After that, you should try to see if anything you learn about the rejection can be changed. Try to improve on any flaws that you think can use some sprucing up. Remember though you’re only human and you will always have flaws. So, for everything that is holy, don’t try to make yourself a perfect person. It won’t work.

Finally, you should just be yourself for a while. Forgive the person that rejected you and tell him/her thank you for the lesson. Or don’t, it doesn’t really matter at this point. Just know that stopping and thinking about yourself for a minute can help you heal and let you move on with life.

What Not to Do?

Do not under any circumstances drag this person through the mud. Whether that’s literally or figuratively just don’t do it. Why? Well, we don’t what everyone thinking you’re crazy and that’s why you got rejected. Or people believing that you’re childish because you can’t handle it. Acting out in a negative way like that does not help you at all, and it’s best to follow the do’s above.

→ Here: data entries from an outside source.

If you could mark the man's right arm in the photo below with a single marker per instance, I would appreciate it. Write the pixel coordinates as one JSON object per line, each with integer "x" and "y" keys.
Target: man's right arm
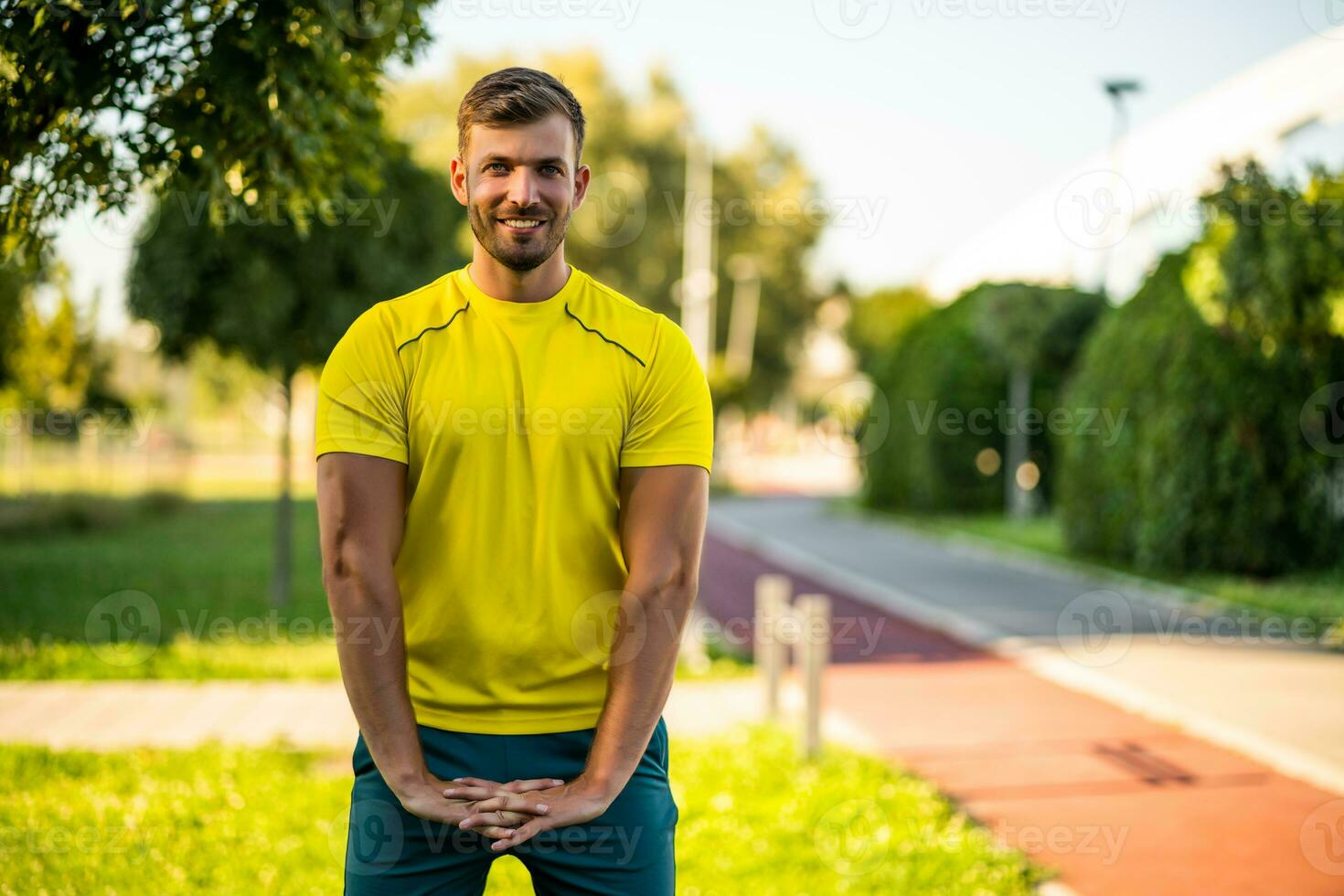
{"x": 362, "y": 516}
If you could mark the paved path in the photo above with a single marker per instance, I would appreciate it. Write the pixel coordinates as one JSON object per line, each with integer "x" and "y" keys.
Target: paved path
{"x": 1211, "y": 672}
{"x": 1118, "y": 802}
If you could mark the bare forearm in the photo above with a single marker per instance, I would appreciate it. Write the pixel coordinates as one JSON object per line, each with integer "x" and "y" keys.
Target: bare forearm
{"x": 640, "y": 678}
{"x": 371, "y": 646}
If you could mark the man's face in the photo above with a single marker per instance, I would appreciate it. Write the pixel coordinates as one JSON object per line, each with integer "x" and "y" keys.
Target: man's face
{"x": 520, "y": 185}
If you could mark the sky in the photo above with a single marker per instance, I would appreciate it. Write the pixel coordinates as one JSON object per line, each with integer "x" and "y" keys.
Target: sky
{"x": 923, "y": 120}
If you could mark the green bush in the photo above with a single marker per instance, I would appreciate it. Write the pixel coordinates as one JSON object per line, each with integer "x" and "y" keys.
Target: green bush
{"x": 1211, "y": 361}
{"x": 945, "y": 361}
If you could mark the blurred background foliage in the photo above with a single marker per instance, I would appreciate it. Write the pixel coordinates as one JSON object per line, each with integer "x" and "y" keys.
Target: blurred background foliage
{"x": 955, "y": 360}
{"x": 101, "y": 100}
{"x": 1214, "y": 357}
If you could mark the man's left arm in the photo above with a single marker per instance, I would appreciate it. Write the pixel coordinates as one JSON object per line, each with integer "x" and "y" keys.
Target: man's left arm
{"x": 663, "y": 513}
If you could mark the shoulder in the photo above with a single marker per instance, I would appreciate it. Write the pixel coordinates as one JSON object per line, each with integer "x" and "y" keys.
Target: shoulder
{"x": 395, "y": 323}
{"x": 620, "y": 318}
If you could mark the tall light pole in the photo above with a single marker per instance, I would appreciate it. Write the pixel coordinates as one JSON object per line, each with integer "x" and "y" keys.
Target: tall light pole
{"x": 1117, "y": 91}
{"x": 697, "y": 289}
{"x": 746, "y": 300}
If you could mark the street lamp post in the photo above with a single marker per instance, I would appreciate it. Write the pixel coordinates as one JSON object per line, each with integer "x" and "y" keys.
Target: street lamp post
{"x": 1117, "y": 91}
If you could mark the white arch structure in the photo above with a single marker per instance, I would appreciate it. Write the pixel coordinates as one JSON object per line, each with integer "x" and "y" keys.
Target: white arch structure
{"x": 1094, "y": 219}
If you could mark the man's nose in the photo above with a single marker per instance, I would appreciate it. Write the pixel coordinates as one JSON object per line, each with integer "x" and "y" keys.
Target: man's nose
{"x": 523, "y": 187}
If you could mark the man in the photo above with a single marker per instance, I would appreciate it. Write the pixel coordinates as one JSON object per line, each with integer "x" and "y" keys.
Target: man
{"x": 514, "y": 480}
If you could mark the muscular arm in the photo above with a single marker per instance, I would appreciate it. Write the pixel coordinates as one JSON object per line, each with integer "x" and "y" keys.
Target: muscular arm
{"x": 663, "y": 513}
{"x": 362, "y": 513}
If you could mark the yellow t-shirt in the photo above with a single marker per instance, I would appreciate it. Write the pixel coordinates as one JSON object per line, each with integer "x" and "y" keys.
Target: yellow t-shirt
{"x": 514, "y": 421}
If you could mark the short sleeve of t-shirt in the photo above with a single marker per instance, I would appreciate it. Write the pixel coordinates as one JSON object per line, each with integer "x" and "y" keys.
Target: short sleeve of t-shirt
{"x": 672, "y": 421}
{"x": 362, "y": 394}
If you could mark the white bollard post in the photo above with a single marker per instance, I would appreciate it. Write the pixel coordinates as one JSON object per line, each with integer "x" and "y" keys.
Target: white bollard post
{"x": 772, "y": 602}
{"x": 815, "y": 647}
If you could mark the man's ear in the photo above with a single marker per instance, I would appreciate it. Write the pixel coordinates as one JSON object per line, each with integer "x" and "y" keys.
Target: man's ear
{"x": 457, "y": 177}
{"x": 581, "y": 179}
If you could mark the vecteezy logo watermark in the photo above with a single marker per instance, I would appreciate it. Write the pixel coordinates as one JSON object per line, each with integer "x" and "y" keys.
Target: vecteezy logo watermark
{"x": 1095, "y": 629}
{"x": 254, "y": 209}
{"x": 852, "y": 420}
{"x": 1007, "y": 421}
{"x": 1324, "y": 16}
{"x": 132, "y": 844}
{"x": 123, "y": 627}
{"x": 1321, "y": 838}
{"x": 1095, "y": 209}
{"x": 852, "y": 19}
{"x": 597, "y": 623}
{"x": 368, "y": 838}
{"x": 363, "y": 19}
{"x": 862, "y": 214}
{"x": 614, "y": 209}
{"x": 1323, "y": 420}
{"x": 1104, "y": 841}
{"x": 114, "y": 423}
{"x": 852, "y": 837}
{"x": 1105, "y": 11}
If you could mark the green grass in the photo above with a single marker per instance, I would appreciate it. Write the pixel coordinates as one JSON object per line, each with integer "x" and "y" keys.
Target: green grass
{"x": 1315, "y": 595}
{"x": 200, "y": 569}
{"x": 215, "y": 819}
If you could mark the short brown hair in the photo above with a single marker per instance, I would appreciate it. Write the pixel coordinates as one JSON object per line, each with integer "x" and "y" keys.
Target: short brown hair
{"x": 517, "y": 96}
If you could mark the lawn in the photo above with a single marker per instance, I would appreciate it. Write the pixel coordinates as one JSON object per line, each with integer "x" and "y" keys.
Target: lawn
{"x": 187, "y": 579}
{"x": 1315, "y": 595}
{"x": 754, "y": 818}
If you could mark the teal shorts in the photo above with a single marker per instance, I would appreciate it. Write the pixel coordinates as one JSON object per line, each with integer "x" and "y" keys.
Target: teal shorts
{"x": 628, "y": 849}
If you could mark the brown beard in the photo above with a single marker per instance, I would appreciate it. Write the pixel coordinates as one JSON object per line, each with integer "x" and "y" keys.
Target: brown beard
{"x": 520, "y": 257}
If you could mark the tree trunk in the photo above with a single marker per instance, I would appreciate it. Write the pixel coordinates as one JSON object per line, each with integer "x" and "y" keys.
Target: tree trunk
{"x": 280, "y": 584}
{"x": 1017, "y": 500}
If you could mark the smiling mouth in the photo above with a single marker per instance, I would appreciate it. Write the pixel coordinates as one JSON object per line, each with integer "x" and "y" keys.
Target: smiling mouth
{"x": 522, "y": 225}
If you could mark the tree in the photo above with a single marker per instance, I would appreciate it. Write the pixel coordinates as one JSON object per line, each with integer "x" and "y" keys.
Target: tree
{"x": 1020, "y": 325}
{"x": 946, "y": 389}
{"x": 281, "y": 298}
{"x": 280, "y": 97}
{"x": 629, "y": 231}
{"x": 1215, "y": 360}
{"x": 878, "y": 320}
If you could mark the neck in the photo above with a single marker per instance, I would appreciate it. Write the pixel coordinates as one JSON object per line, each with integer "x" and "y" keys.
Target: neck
{"x": 511, "y": 285}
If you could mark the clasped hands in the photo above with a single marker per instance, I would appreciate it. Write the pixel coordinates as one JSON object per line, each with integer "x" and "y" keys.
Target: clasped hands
{"x": 508, "y": 813}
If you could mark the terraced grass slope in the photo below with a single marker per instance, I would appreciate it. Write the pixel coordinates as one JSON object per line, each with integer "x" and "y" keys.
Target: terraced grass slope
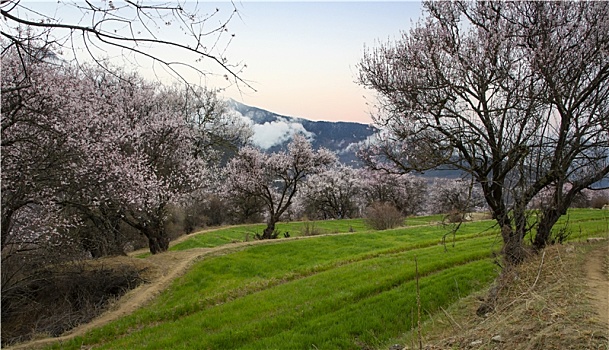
{"x": 348, "y": 291}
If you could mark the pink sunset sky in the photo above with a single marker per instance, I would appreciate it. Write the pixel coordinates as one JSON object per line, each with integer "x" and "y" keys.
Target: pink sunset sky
{"x": 302, "y": 56}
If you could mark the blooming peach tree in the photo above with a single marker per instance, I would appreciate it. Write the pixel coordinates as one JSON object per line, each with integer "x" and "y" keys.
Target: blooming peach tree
{"x": 275, "y": 178}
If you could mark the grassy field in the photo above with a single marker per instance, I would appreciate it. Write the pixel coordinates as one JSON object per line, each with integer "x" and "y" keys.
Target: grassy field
{"x": 344, "y": 291}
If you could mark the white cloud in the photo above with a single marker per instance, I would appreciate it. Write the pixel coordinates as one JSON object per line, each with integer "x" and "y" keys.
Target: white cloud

Don’t punch a wall. I met people who got so upset that they started punching a wall…a brick wall. You can imagine the damage they done to their hands by doing so. So, if you want to punch something. Please, invest in a punching bag, just look one up on Amazon or Walmart. Just don’t punch a wall.

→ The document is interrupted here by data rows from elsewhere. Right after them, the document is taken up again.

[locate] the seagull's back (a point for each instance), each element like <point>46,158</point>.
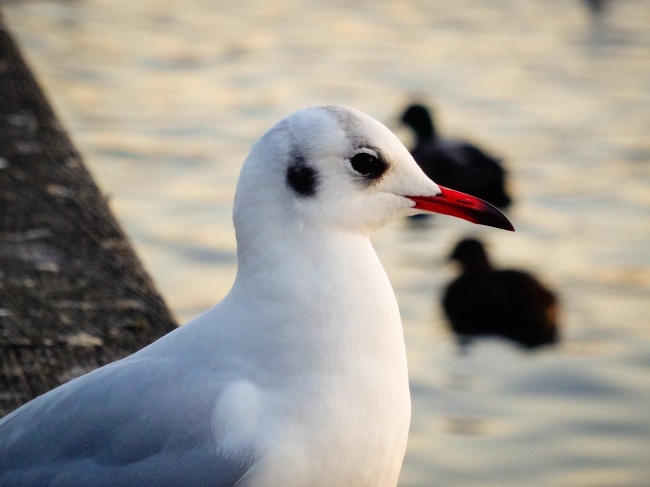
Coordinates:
<point>298,377</point>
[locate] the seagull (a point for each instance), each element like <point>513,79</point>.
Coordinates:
<point>455,163</point>
<point>509,303</point>
<point>298,376</point>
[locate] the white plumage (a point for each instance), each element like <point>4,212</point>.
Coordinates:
<point>298,377</point>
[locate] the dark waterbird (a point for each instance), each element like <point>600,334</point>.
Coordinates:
<point>508,303</point>
<point>457,164</point>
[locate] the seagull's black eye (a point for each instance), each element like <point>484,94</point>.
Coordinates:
<point>368,165</point>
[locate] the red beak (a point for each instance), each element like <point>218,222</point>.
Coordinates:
<point>461,205</point>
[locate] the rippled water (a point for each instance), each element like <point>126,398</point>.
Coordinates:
<point>164,98</point>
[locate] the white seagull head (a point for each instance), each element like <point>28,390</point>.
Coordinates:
<point>336,167</point>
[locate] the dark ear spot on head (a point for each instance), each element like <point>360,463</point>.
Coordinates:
<point>302,178</point>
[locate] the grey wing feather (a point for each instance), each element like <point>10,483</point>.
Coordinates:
<point>133,422</point>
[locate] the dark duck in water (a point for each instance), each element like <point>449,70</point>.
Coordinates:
<point>508,303</point>
<point>455,163</point>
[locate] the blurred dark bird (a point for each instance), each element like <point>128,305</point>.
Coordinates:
<point>508,303</point>
<point>455,163</point>
<point>596,8</point>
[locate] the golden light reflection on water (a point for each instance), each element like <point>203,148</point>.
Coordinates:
<point>164,99</point>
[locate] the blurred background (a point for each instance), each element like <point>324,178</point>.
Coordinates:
<point>165,97</point>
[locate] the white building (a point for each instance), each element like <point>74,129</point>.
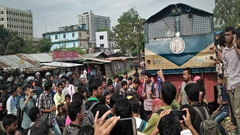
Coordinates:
<point>17,20</point>
<point>103,44</point>
<point>93,23</point>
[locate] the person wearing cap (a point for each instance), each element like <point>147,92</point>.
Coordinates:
<point>223,110</point>
<point>12,102</point>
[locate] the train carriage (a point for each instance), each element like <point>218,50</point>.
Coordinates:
<point>181,36</point>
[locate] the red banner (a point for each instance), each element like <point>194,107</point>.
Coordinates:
<point>65,55</point>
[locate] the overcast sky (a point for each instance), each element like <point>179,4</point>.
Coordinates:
<point>57,13</point>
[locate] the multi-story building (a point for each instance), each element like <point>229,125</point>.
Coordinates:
<point>17,20</point>
<point>93,23</point>
<point>103,44</point>
<point>68,37</point>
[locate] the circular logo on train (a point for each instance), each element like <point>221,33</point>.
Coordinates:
<point>177,45</point>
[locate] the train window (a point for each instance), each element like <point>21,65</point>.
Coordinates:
<point>194,24</point>
<point>162,29</point>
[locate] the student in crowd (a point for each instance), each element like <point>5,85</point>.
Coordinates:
<point>231,62</point>
<point>59,98</point>
<point>113,100</point>
<point>110,88</point>
<point>26,103</point>
<point>46,105</point>
<point>168,93</point>
<point>140,124</point>
<point>10,125</point>
<point>75,111</point>
<point>149,93</point>
<point>192,91</point>
<point>61,117</point>
<point>223,110</point>
<point>187,74</point>
<point>123,90</point>
<point>12,102</point>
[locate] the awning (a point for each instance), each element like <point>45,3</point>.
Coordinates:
<point>61,64</point>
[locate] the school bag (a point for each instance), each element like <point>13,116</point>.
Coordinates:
<point>207,126</point>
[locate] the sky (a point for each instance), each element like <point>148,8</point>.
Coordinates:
<point>48,15</point>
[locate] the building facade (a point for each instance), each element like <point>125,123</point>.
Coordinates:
<point>103,44</point>
<point>69,37</point>
<point>93,23</point>
<point>17,20</point>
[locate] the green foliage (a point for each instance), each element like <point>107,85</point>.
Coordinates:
<point>10,42</point>
<point>226,13</point>
<point>129,32</point>
<point>79,50</point>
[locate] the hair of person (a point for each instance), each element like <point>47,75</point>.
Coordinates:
<point>200,84</point>
<point>82,89</point>
<point>168,91</point>
<point>86,130</point>
<point>3,87</point>
<point>134,105</point>
<point>70,80</point>
<point>94,84</point>
<point>192,91</point>
<point>123,108</point>
<point>124,83</point>
<point>169,125</point>
<point>221,39</point>
<point>27,86</point>
<point>188,69</point>
<point>230,28</point>
<point>47,85</point>
<point>120,78</point>
<point>33,112</point>
<point>109,83</point>
<point>130,78</point>
<point>67,96</point>
<point>13,89</point>
<point>59,84</point>
<point>78,96</point>
<point>8,120</point>
<point>103,79</point>
<point>74,108</point>
<point>148,74</point>
<point>40,128</point>
<point>136,81</point>
<point>114,98</point>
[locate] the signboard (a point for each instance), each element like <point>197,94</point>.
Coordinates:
<point>65,55</point>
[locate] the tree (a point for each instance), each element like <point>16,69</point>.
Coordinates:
<point>129,32</point>
<point>10,42</point>
<point>226,13</point>
<point>45,45</point>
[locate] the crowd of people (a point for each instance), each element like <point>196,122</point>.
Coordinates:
<point>70,105</point>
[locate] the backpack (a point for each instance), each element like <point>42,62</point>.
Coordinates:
<point>152,88</point>
<point>207,126</point>
<point>88,115</point>
<point>20,113</point>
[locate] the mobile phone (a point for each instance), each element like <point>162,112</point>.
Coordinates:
<point>179,113</point>
<point>125,126</point>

Don’t start cutting up pictures of them. I never saw the point of that, and it only makes you think of violent thoughts towards said person. So, no cutting up pictures. Just throw them away or bury them in your closet. That doesn’t mean to stash that said person in your closet either.

Don’t blame yourself for your shortcomings. I know that I mention earlier that you should work on your flaws. That’s just some bs. If your flaws don’t really have a negative effect on the person that rejected, you. Then you’re fine and they just don’t see the special person you could’ve been in their life. So, try your best not to blame yourself, you’ll make it worse on you.


People who are dealing with depression handle rejection differently. Some may deal with it for one day and be okay the next day. Some deal with it in weeks, maybe months at a time. The bottom line is people with depression deal with rejection and heartaches more than someone that isn’t depressed. Therefore, we deal with it differently. To the person that’s reading this and wondering how to handle rejection. It doesn’t matter how long you take. Whether that’s a day, weeks, or even a month. If you just take my advice on the dos. It’ll help you on the path to healing and moving on in life, and maybe one day that special person will come in your life. Right now, all I want you to do is fight and live.